Both Norwood and True Grit were adapted as movies, with fellow Arkansan Glen Campbell and Kim Darby in leading roles in the two films. Both pictures were commercially successful. John Wayne won an Academy Award and a Golden Globe for Best Actor for his performance as Rooster Cogburn in True Grit, one of the top box-office hits of 1969. True Grit was released on June 11, 1969, earning US$14.25 million at the box office. A second film version, written and directed by Joel and Ethan Coen and starring Jeff Bridges and Hailee Steinfeld debuted in December 2010.

Portis published several short pieces in The Atlantic Monthly, including the memoir "Combinations of Jacksons" and the story "I Don't Talk Service No More".
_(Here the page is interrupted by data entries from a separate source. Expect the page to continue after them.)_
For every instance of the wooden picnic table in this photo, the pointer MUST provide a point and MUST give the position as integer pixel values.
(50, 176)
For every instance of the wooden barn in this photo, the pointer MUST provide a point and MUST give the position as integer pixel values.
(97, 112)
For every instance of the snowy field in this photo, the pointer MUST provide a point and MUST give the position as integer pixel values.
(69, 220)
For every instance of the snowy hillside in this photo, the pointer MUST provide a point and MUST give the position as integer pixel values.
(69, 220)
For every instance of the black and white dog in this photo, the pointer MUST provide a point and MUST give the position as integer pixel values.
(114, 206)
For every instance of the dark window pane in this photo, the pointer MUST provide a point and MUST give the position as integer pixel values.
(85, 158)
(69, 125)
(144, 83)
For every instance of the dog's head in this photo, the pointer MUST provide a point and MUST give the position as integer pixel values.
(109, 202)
His final published work was the collection Escape Velocity: A Charles Portis Miscellany, including journalism and other non-fiction, short stories, and a single play, Delray's New Moon. Subjects include the civil rights movement, a road trip in Baja, and Elvis Presley's visit to his aging mother. Some of the works originally appeared in such publications such as the New York Herald Tribune and The Saturday Evening Post. New York Times book reviewer Carlo Rotella said, "You can enjoy Escape Velocity as a stand-alone collection, but a Portis miscellany will always be read too as a key to the experiences and craft lessons that shaped the novels."

Writing of Portis, Aaron Gilbreath has observed that his literary obscurity might, like him, remain forever hidden, because "he won't surface long enough to let reporters ask him about it."

However, in 2023 the Library of America published his Collected Works.

==Personal life and death==
Portis lived in Little Rock, Arkansas, where he died of Alzheimer's disease on February 17, 2020, at the age of 86.

==Works==
Novels
- 1966: Norwood
- 1968: True Grit
- 1979: The Dog of the South
- 1985: Masters of Atlantis
- 1991: Gringos

Nonfiction
- 2012: Escape Velocity: A Charles Portis Miscellany

Short fiction, articles, etc.
- "The New Sound from Nashville," The Saturday Evening Post, 239 (12 February 1966): 30–38.
- "Traveling Light," The Saturday Evening Post, 239 (18 June 1966): 54–77; 239 (2 July 1966): 48–75. (The revised, serialized version of Norwood).
- "True Grit," The Saturday Evening Post, 241 (18 May 1968): 68–85; 241 (1 June 1968): 46–61; 241 (15 June 1968): 44–57. (The condensed, serialized version of True Grit).
- "Your Action Line", The New Yorker Archive, 53 (12 December 1977): 42–43. Faulkner Wells, Dean, ed. The Great American Writers' Cookbook. Oxford: Yoknapatawpha Press (1981).
- "Nights Can Turn Cool in Viborra", The Atlantic Monthly, 270 (Dec. 1992): 101–106.
- "I Don't Talk Service No More." The Atlantic Monthly, May, 1996, Vol. 277, No. 5, pp. 90–92.
- "Combinations of Jacksons." The Atlantic Monthly, May, 1999, Vol. 283, No. 5, pp. 81–92. (A Memoir).